Model selected for initial ABSA available at: https://huggingface.co/yangheng/deberta-v3-large-absa-v1.1

In [None]:
#Prepare classifying pipeline
tokenizer = AutoTokenizer.from_pretrained("yangheng/deberta-v3-large-absa-v1.1")
model = AutoModelForSequenceClassification.from_pretrained("yangheng/deberta-v3-large-absa-v1.1")

classifier = pipeline("text-classification", model=model, tokenizer=tokenizer)

Model selected for initial NER: https://huggingface.co/dslim/bert-base-NER

In [None]:
#Prepare NER pipeline
tokenizer_ner = AutoTokenizer.from_pretrained("dslim/bert-base-NER")
model_ner = AutoModelForTokenClassification.from_pretrained("dslim/bert-base-NER")

ner_pipeline = pipeline("ner", model=model_ner, tokenizer=tokenizer_ner)

The ABSA model requires to specify aspects towards which we want to measure the sentiment. Those needs to be provided as input along with the text that we want to analyze. For this purpose, we are leveraging keywords associated with each article and available in its metadata. We have seen, that those are often reasonable aspects, towards which the sentiment could be investigated and provide interesting insights for end user. However, we also noticed, that they might not cover fully issues mentioned in the article that employees from SLA might be interested in as well. To bring extra value to the project and potentially enrich final results, we decided extended our project by leveraging NER to extract additional aspects from texts towards which the polarity will also be scored.

In [None]:
for i, row in df_en_raw.iterrows():
    keywords = [keyword.lower() for keyword in row.keywords]
    keywords_aspect_sentiment_dict = dict()
    for aspect in keywords:
        keywords_aspect_sentiment_dict[aspect] = classifier(row.whole_text, text_pair=aspect)

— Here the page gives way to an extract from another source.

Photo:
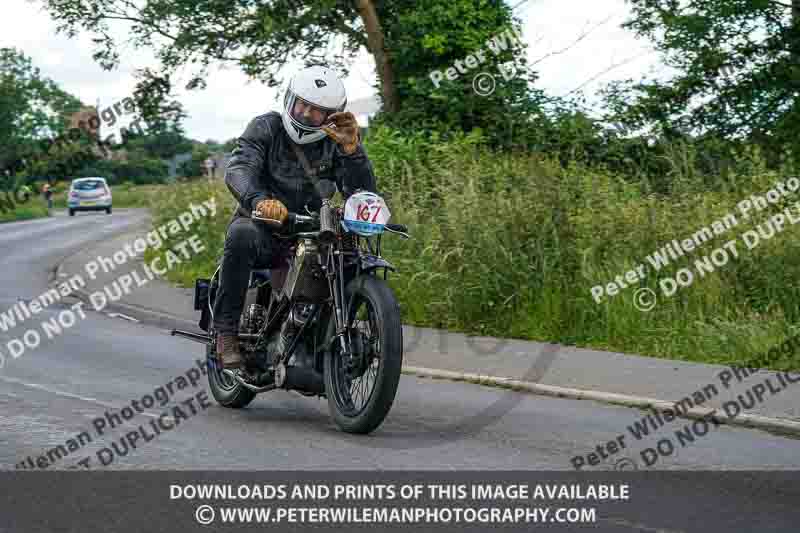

    df_en_raw.loc[i, 'keywords_sentiment'] = [keywords_aspect_sentiment_dict]

    ner_results = ner_pipeline(row.whole_text)
    ner_list = [result['word'] for result in ner_results]
    ner_aspect_sentiment_dict = dict()
    for aspect in ner_list:
        ner_aspect_sentiment_dict[aspect] = classifier(row.whole_text, text_pair=aspect)

    df_en_raw.loc[i, 'ner_sentiment'] = [ner_aspect_sentiment_dict]  #aspect_sentiment_dict


In [None]:
df_en_raw

In [None]:
df_en_raw.to_csv('example_results2.csv')

Results checked manually on few examples in the context of aspect based sentiment analysis seem reasonable. (as in case of document analysis, we are noc eligible to provide samples of articles, on which we evaluated). However, the preliminary results showed that we have some errors when it comes NER task, which we added. There are some entities extracted, which seem to be erroneous and not even a part of the article's text e.g. ##lo, Go, ##e, V. Which are not valid entities. We will pay attention to that and try to improve. (But still, there are entities recognized correctly, like NATO, Slovenia etc.)